A parte que chega aos pontos de venda do estado esbarra na atuação da Delegacia de Repressão aos Crimes Contra a Propriedade Imaterial (DRCPIM). “A gente investiga a venda do cigarro falsificado e esbarra no contrabando”, disse o delegado titular da especializada, Maurício Demétrio.
O DIA apurou que, com a intensificação do combate ao contrabando, na esteira da intervenção federal na segurança do Rio, em 2018, os cigarros Gift contrabandeados do Paraguai foram substituídos por “versões” da marca fabricadas no Brasil, como já foi notado em pontos de venda que incluem Duque de Caxias, Alcântara (em São Gonçalo, Região Metropolitana), Campo Grande (na Zona Oeste do Rio), Barreira do Vasco e São Cristóvão (na Zona Norte).
Bandidos temem Polícia Federal mais do que a Civil
A mudança de estratégia dos criminosos teria ocorrido porque a venda de um produto fabricado em território nacional deixa a investigação a cargo da Polícia Civil, enquanto o contrabandeado a leva para a esfera federal, o que causa mais receio no crime organizado do estado.
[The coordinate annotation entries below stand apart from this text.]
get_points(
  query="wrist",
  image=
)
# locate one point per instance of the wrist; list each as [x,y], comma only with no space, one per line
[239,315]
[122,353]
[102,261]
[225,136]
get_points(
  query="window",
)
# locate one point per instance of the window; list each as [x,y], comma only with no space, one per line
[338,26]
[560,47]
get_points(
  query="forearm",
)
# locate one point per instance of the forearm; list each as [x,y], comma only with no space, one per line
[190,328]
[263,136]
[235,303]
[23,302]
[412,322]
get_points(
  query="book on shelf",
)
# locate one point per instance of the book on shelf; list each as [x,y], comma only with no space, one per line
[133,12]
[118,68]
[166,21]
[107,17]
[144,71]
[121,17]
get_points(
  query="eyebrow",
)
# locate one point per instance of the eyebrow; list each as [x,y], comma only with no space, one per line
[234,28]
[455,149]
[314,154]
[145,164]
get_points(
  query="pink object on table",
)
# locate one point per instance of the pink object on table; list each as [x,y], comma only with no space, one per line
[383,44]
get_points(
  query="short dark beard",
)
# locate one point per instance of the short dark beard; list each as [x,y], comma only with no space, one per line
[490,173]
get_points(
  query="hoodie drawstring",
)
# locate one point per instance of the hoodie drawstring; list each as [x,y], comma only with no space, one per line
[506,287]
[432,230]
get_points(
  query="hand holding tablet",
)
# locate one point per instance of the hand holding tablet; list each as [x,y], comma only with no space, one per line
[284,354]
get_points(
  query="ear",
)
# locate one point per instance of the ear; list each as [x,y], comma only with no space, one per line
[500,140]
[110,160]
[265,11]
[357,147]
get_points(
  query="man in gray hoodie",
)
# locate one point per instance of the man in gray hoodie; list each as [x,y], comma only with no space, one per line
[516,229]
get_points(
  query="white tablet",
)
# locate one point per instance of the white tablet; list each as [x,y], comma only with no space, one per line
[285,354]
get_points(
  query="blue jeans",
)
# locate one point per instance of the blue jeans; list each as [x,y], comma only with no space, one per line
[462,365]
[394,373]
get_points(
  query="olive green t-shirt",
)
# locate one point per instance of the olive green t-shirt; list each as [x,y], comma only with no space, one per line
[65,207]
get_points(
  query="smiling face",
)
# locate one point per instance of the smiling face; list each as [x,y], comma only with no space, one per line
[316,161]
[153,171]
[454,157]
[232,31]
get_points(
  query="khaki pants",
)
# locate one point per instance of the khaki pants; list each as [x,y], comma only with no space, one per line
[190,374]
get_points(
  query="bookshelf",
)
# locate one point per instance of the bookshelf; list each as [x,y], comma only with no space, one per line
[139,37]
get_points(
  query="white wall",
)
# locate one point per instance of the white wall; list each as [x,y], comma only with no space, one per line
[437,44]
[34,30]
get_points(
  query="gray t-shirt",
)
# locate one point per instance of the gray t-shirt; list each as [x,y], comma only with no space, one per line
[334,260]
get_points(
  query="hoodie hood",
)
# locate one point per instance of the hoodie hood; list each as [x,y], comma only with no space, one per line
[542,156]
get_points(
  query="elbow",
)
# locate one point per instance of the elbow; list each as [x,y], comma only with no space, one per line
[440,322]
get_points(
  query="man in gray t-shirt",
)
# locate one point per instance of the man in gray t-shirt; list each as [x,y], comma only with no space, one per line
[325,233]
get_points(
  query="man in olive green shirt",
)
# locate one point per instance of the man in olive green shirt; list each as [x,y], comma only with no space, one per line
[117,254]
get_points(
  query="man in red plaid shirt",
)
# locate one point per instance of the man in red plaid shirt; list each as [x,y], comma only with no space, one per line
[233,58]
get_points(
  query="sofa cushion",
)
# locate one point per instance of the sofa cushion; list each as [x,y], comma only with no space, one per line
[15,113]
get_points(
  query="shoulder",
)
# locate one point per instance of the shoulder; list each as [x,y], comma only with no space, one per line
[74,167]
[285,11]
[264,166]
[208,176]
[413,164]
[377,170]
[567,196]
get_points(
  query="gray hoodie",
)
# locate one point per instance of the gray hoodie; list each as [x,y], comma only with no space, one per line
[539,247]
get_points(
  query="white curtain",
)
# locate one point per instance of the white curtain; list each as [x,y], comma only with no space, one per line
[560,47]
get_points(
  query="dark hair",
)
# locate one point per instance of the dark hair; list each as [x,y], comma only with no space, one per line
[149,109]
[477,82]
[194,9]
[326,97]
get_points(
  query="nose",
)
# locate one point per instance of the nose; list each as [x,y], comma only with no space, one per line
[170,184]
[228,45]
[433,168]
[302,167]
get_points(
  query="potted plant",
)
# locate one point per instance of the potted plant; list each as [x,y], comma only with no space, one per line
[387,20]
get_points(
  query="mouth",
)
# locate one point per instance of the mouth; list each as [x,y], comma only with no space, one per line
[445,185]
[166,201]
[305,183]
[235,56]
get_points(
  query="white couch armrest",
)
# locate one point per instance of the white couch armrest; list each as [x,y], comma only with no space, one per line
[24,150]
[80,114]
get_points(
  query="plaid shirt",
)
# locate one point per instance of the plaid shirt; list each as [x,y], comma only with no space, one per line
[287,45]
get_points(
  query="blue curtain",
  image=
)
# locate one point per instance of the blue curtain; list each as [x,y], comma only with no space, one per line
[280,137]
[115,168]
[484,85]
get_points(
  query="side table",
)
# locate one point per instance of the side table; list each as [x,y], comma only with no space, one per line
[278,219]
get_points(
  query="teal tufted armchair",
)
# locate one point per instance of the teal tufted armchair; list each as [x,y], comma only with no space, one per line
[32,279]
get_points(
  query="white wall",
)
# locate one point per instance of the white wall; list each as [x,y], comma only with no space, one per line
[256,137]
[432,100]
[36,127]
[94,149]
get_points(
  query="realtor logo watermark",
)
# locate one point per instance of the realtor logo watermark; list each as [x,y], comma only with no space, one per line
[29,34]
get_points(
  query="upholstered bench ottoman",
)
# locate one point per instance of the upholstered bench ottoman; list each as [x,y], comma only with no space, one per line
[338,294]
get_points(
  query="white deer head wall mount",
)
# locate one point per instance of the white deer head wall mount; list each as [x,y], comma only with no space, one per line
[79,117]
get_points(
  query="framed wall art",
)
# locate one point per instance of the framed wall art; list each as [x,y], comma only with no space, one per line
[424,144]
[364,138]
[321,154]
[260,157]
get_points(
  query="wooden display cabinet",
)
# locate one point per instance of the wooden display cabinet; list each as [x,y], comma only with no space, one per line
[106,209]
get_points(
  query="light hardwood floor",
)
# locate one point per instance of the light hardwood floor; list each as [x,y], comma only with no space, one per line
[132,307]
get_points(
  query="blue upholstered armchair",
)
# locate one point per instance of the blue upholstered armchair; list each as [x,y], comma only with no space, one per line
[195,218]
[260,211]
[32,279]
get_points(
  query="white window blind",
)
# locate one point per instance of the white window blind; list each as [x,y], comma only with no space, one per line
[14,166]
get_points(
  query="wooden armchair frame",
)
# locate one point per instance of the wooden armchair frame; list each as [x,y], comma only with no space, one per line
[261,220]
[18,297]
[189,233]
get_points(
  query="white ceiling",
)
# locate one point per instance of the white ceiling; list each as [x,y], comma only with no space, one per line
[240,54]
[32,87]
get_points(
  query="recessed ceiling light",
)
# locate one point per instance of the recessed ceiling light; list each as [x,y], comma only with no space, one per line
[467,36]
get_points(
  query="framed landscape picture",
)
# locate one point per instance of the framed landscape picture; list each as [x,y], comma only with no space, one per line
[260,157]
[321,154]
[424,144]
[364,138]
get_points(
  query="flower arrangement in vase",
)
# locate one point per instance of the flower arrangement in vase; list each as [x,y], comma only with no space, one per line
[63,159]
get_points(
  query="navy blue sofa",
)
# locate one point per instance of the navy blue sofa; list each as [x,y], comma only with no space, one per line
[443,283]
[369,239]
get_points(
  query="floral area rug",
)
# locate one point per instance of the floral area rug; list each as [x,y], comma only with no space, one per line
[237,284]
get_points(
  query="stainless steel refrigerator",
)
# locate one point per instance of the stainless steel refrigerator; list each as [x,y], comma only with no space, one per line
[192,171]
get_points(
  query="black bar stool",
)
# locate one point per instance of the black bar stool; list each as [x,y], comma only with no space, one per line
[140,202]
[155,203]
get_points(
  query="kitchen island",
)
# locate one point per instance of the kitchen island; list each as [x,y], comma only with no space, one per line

Há informações, também, de que milicianos, desde abril, estão proibindo a venda do Gift em alguns lugares, e privilegiando a comercialização do Club One, outro da empresa Sul-Americana de Tabacos. A Agência Nacional de Vigilância Sanitária (Anvisa), que em março divulgou um alerta informando que os Gifts fabricados no Brasil estavam irregulares por falta de registro, disse à reportagem que a venda deles está autorizada atualmente, sob liminar da Justiça.
A questão é que o maço é vendido a preços que variam de R$ 3 a R$ 3,50, enquanto o valor mínimo estipulado no Brasil é de R$ 5, estabelecido pelo Decreto 8.656/2016. O Club One teve o registro cancelado em julho do ano passado, por descumprimento de norma sanitária vigente, mas recorreu e é vendido até que haja uma decisão final sobre o caso. A reportagem procurou as duas empresas nacionais citadas, por telefone, na tarde de sexta-feira, mas elas não se pronunciaram.
Mercado informal já supera o formal: 54% a 46%
Segundo o Instituto Brasileiro de Ética Concorrencial (ETCO), a quantidade de cigarros vendidos ilegalmente no Brasil chegou a 58 bilhões em 2018 — 54% do total —, enquanto as marcas legais venderam 48 bilhões de unidades, ou 46%. Foi a primeira vez que o mercado informal superou o formal. Em 2014, esse percentual era favorável ao formal em 60% (67 bilhões) contra 40% (45 bilhões).
Esse crescimento de 29% do mercado informal, segundo a ETCO, fez com que os estados deixassem de arrecadar cerca de R$ 1,5 bilhão em 2018 através do Imposto sobre Circulação de Mercadorias e Serviços (ICMS). Baseando-se numa estimativa da indústria de que o faturamento da venda ilegal de cigarros chegou a R$ 966 milhões no Rio de Janeiro, é possível estimar que o estado deixou de arrecadar R$ 372 milhões de ICMS no ano passado.
Procurada, a Secretaria de Estado de Fazenda (Sefaz-RJ) informou que “rotineiramente, as ações de fiscalização de mercadorias em trânsito têm emitido autos de infração relativos ao setor de cigarros”, no intuito de coibir a sonegação e aumentar a arrecadação de ICMS. As 17 ações de 2019, segundo a Sefaz-RJ, foram “em diversos setores da indústria, em postos de combustíveis, empresas noteiras (constituídas e registradas de forma fraudulenta), redes atacadista e varejista”.